Lines are created by pressing the F2 key from the editing menu and moving the cursor or a mouse. In the line mode, lines are drawn simply by using the movement of the mouse in the direction of the line. There are four types of lines which may be drawn, thick, thin, double, and dashed. The lines may be terminated with an arrow or a connector. Pressing the "A" key at the end of the line creates an arrow in the direction that the line was created. Pressing the "F" key (for fast line draw mode) permits the line to draw itself to the next shape object in its way.
Movement and thus the drawing of lines is limited depending upon whether one is permitted to cross other lines. If other lines are crossed, the appearance is that breaks are shown, so that rather than having the lines connected, they appear to be either in front of or behind the other lines or shapes. Arrows are created at the end of the lines by typing A for arrow, automatically putting an arrow at the end of the line. There is a fast draw mode in which one the direction of the line is set, a line is automatically drawn to the next shape to which the line is directed.
The size of the chart can be adjusted so that the format can be in portrait or landscape, and in a single sheet, multiple sheets or canvas view. Thus, for a large chart, it can be printed out on ordinary paper and pieced together. The size of the shapes and the text on the chart can also be adjusted from a normal size in which the chart density is approximately 16 characters per inch, essentially the type size ordinarily considered to be a small typeface which is often used in accounting documents, a compressed 18.75 characters per inch, and an ultra compressed 25 characters per inch (200 columns by 157 lines). It is this last size in which the amount of information which can be compressed onto a single sheet of paper, that is a combination of text and flow chart diagram, is enormous. This is perhaps 6 times the amount of text information that could normally fit on a single sheet of paper and is the equivalent of multiple photoreduction of a paper to fit everything on a single sheet.
The program works with various printers including the ubiquitous HP Laserjet series and printers that emulate the HP Laserjet. The time it takes to print the graphic chart depends in part on the connection between the computer and the printer, as with all graphics programs. Thus, if the printer is connected directly in parallel to the computer, the print speed is fast. If the printer is connected serially, the speed of printing is affected by the data flow rate or "baud".

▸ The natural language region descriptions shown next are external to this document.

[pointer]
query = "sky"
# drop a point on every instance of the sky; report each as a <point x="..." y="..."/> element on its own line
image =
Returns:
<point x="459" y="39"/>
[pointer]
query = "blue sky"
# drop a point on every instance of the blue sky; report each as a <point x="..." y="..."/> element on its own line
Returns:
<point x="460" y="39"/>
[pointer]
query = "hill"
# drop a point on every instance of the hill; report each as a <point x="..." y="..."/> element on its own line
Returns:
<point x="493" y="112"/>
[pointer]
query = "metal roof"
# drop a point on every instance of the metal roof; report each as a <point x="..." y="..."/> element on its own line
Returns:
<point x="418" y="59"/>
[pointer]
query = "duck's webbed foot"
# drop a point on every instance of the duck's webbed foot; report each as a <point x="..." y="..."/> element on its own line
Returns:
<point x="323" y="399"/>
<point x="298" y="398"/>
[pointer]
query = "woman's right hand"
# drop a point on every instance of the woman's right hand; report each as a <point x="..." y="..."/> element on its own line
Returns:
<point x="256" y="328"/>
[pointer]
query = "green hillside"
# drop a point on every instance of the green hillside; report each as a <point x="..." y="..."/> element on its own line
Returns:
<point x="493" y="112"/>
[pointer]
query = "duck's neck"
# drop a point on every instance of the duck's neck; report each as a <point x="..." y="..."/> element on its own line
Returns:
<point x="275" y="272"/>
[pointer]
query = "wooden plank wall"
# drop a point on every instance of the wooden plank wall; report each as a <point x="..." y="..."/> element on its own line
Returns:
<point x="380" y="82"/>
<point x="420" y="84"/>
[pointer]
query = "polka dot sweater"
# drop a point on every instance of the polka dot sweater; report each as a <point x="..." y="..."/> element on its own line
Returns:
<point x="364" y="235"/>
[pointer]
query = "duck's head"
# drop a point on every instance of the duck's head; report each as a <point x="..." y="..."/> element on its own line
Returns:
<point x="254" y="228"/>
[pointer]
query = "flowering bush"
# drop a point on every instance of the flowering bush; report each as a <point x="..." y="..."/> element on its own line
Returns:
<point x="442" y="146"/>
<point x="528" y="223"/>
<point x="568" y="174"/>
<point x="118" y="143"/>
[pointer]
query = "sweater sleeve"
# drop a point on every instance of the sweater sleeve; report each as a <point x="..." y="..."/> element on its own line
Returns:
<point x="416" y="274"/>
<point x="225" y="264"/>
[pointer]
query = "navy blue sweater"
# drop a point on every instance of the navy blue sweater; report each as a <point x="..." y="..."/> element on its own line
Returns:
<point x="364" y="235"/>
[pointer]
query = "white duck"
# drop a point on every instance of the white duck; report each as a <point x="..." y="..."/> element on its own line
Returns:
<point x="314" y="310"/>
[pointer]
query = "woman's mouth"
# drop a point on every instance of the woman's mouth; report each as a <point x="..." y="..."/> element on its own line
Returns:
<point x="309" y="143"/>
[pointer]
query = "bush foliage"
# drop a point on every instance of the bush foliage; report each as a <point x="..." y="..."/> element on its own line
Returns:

Charts can be readily date stamped showing the computer's system date.
The newest version is usable on a network. A Windows version is in the works which the company indicates will be able to use all the fonts available on Microsoft Windows.
In conclusion, flow charting programs can quickly create relatively
presentable charts for simplifying the conceptual display of information.
The type style is then available to set, assuming that the fonts are available on your computer. There are only a few typefonts available in the program. One of the fonts is a very small font which permits the placement of a considerable quantity of information on a page. The normal type font is very small. This means that a significant amount of text material may be placed in the chart and on the chart page. I have found this to be an effective method of placing a significant amount of material on the page. The large title typefont supplied with the program is not particularly designed with the lawyer in mind as it appears too much like a computer generated font.